Jabeur aussi est un intellectuel. On apprend, grâce à sa sœur, que c’est un diplômé chômeur, un de « ceux qui sont entrés dans des facultés ou des universités depuis dix ans, puis qui n’ont pas trouvé de travail et n’ont pu rien faire de ce qu’ils ont appris ».  Or, cet intellectuel des pauvres se trouve, lui, dans une situation désespérante. En effet, non seulement les siens ont été sourds à ses appels et mises en garde avant l’effondrement et qu’ils ne risquent pas de se révolter après, mais il constate que la culture l’a changé et a fait en sorte qu’il ne leur ressemble plus : « J’ai beaucoup lu …J’ai tellement lu que je n’appartiens plus aux autres, ni à Utopia ». La culture ne peut, en effet, l’unir au jeune utopien. Parce qu’ « elle n’est pas une religion qui unit  les cœurs … Elle les divise plutôt, car elle instruit les dominés de la gravité de l’injustice qu’ils subissent et instruit les nantis de ce qu’ils risquent de perdre ».

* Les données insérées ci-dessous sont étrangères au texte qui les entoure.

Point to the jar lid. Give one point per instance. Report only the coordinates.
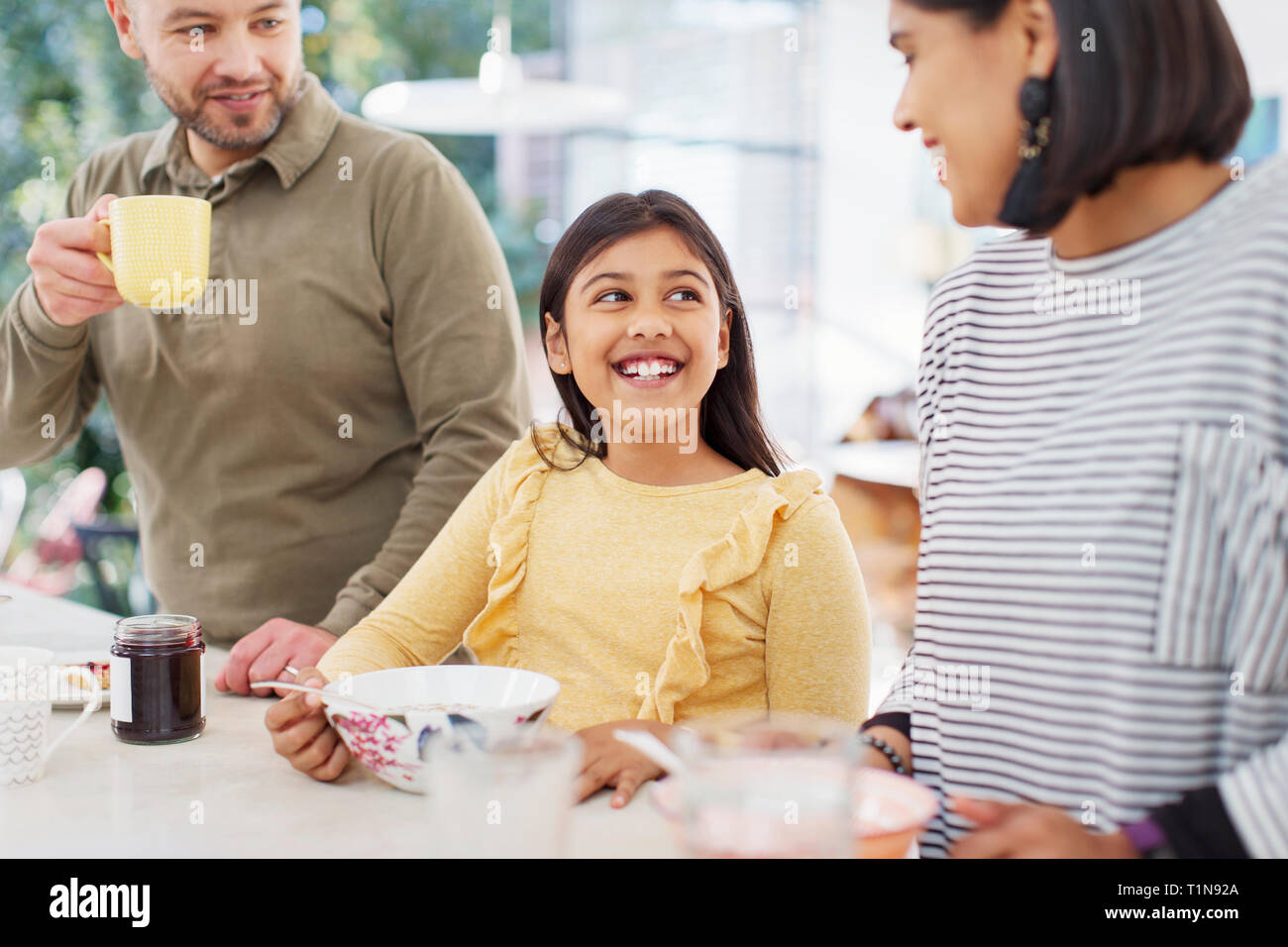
(158, 629)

La fin du roman confirme cette affirmation et à défaut de lutte des classes : l’utopien et Jabeur s’affrontent en cherchant chacun à violer la femme de l’autre. Le viol d’une femme, représentant pour eux le viol d’une classe. Et tout se clôt sur une révolte des « Autres » s’attaquant à Utopia et subissant le feu nourri des Marines.

Mais il est peu probable que cette révolte mette fin à la division de l’Egypte en deux classes irréconciliables, en deux peuples, ainsi que l’a douloureusement chanté un poète des « Autres », Abderrahman Abnoudi : «احنا شعبين».